La nueva regulación apunta a aquellas instituciones que prestan servicios de cobranzas, impuestos o servicios públicos -nacionales, provinciales o municipales- o, bien de pago de haberes a trabajadores activos, jubilados y pensionados.

"Cuando planteo `atención prioritaria y adecuada´ para la población más vulnerable me refiero a una atención en forma inmediata por parte de los empleados del establecimiento comercial o dependencia municipal. Pero asimismo, deberá proveérsele un asiento durante la espera y el tiempo que dure la gestión a realizar", señaló el concejal quien agregó que "las esperas prolongadas por parte de este sector de la población puede ocasionarles perjuicios a su salud".

De acuerdo al proyecto, todos los establecimientos comerciales, de servicios y las dependencias municipales deberán exhibir un cartel con el texto: "Toda persona tiene derecho a ser atendida en un lapso no mayor a 30 minutos desde que ingresa a este local. Mujeres embarazadas, personas con discapacidades y/o mayores de 70 años deben ser atendidas en forma prioritaria".

El cartel que deberá estar dispuesto verticalmente y tener una dimensión mínima de 30x40 también deberá dar cuenta de que el incumplimiento es una infracción a la normativa provincial y municipal.

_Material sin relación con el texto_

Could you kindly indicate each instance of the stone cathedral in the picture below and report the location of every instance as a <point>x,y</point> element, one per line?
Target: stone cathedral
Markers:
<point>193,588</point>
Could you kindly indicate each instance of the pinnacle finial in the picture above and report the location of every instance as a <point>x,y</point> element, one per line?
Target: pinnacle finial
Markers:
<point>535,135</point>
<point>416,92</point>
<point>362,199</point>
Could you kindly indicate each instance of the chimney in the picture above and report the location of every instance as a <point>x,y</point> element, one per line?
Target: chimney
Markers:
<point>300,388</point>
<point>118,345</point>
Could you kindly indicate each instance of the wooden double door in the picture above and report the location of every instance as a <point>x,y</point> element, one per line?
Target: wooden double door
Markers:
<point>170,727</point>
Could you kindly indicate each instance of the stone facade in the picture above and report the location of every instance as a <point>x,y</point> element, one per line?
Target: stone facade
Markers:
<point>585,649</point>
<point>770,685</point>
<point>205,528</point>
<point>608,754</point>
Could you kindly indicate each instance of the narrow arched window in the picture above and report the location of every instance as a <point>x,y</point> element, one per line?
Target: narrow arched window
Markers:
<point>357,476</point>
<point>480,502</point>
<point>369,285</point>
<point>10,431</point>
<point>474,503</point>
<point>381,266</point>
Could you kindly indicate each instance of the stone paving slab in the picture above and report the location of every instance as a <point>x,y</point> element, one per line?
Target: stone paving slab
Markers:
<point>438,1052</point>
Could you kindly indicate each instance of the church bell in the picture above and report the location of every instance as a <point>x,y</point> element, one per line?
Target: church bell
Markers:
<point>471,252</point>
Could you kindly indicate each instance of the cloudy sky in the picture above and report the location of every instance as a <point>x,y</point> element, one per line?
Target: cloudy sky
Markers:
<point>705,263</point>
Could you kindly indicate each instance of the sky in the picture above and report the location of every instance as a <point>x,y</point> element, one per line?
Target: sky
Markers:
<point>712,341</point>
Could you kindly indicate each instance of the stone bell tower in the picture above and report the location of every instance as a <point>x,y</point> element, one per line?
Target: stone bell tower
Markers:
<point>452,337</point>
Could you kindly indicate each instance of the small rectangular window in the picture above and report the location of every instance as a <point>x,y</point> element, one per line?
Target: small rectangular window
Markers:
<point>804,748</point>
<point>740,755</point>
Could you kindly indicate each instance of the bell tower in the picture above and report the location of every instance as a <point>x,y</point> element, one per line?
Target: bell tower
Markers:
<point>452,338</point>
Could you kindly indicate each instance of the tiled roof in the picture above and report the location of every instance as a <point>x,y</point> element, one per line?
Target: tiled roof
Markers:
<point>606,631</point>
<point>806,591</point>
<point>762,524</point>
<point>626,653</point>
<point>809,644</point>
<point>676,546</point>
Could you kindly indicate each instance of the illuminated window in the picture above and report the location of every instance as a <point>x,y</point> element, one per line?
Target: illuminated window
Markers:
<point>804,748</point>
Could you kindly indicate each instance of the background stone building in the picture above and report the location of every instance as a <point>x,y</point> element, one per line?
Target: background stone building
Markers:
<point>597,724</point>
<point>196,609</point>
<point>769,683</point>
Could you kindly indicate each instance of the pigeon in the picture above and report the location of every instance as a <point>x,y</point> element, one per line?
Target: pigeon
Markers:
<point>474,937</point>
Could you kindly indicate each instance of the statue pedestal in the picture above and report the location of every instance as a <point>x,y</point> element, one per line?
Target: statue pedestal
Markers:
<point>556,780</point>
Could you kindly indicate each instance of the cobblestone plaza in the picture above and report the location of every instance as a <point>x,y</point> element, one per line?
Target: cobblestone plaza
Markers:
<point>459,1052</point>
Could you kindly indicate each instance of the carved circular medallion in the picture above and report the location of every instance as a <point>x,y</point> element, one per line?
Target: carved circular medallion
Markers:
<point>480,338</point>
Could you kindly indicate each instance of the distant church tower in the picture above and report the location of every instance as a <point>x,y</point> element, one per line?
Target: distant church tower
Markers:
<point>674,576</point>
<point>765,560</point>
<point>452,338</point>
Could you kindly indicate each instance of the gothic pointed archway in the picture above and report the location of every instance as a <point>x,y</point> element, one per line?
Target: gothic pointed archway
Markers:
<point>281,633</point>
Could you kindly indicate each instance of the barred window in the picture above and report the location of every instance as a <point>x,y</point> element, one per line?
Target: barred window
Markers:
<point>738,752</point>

"Si el establecimiento en cuestión fuera una dependencia del Estado municipal, y el responsable fuere un empleado municipal, la falta será considerada negligencia en el desempeño de las funciones. En cambio, si el establecimiento en cuestión no fuera una dependencia del Estado Municipal, la infracción será considerada una contravención, aplicándose una multa que, aumentará en caso de reiterarse la infracción, pudiendo alcanzar la baja definitiva en la habilitación comercial", explicó el edil.

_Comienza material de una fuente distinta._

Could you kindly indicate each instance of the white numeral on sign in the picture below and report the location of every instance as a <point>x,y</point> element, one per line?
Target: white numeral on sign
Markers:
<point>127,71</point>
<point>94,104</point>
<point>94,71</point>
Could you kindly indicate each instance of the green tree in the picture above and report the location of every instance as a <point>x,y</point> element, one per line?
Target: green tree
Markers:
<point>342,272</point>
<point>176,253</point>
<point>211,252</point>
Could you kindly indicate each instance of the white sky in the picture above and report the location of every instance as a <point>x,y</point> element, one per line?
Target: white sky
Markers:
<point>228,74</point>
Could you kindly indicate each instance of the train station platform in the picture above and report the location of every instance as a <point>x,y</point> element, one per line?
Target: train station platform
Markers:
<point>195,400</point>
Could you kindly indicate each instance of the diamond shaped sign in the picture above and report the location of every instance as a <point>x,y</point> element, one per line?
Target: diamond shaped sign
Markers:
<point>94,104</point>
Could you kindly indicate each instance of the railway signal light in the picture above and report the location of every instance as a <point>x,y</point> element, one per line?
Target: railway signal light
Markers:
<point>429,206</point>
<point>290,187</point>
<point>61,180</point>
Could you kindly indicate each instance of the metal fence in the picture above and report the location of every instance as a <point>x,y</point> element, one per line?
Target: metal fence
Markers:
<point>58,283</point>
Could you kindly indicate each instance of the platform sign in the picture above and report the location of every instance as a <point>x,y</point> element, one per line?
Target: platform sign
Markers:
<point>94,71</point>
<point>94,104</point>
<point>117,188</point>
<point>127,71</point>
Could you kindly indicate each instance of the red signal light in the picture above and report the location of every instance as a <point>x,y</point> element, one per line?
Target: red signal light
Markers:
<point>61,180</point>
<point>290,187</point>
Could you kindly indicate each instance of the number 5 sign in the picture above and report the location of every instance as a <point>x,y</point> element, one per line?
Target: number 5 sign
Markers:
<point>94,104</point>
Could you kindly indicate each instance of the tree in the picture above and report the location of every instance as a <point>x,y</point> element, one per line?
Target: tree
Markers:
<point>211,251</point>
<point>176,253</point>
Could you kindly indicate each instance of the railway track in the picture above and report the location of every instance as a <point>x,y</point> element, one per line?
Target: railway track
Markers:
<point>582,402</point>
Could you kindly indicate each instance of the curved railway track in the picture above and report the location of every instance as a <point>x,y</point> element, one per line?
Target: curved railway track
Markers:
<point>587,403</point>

Por último, el proyecto determina que los establecimientos comerciales, de servicios y las dependencias municipales deberán contar con un Libro de Registro y uno de Quejas, rubricados por la autoridad municipal, que a su vez deberán estar a disposición de cualquier persona que quiera asentar el horario de ingreso y egreso al local y cualquier tipo de queja u observación.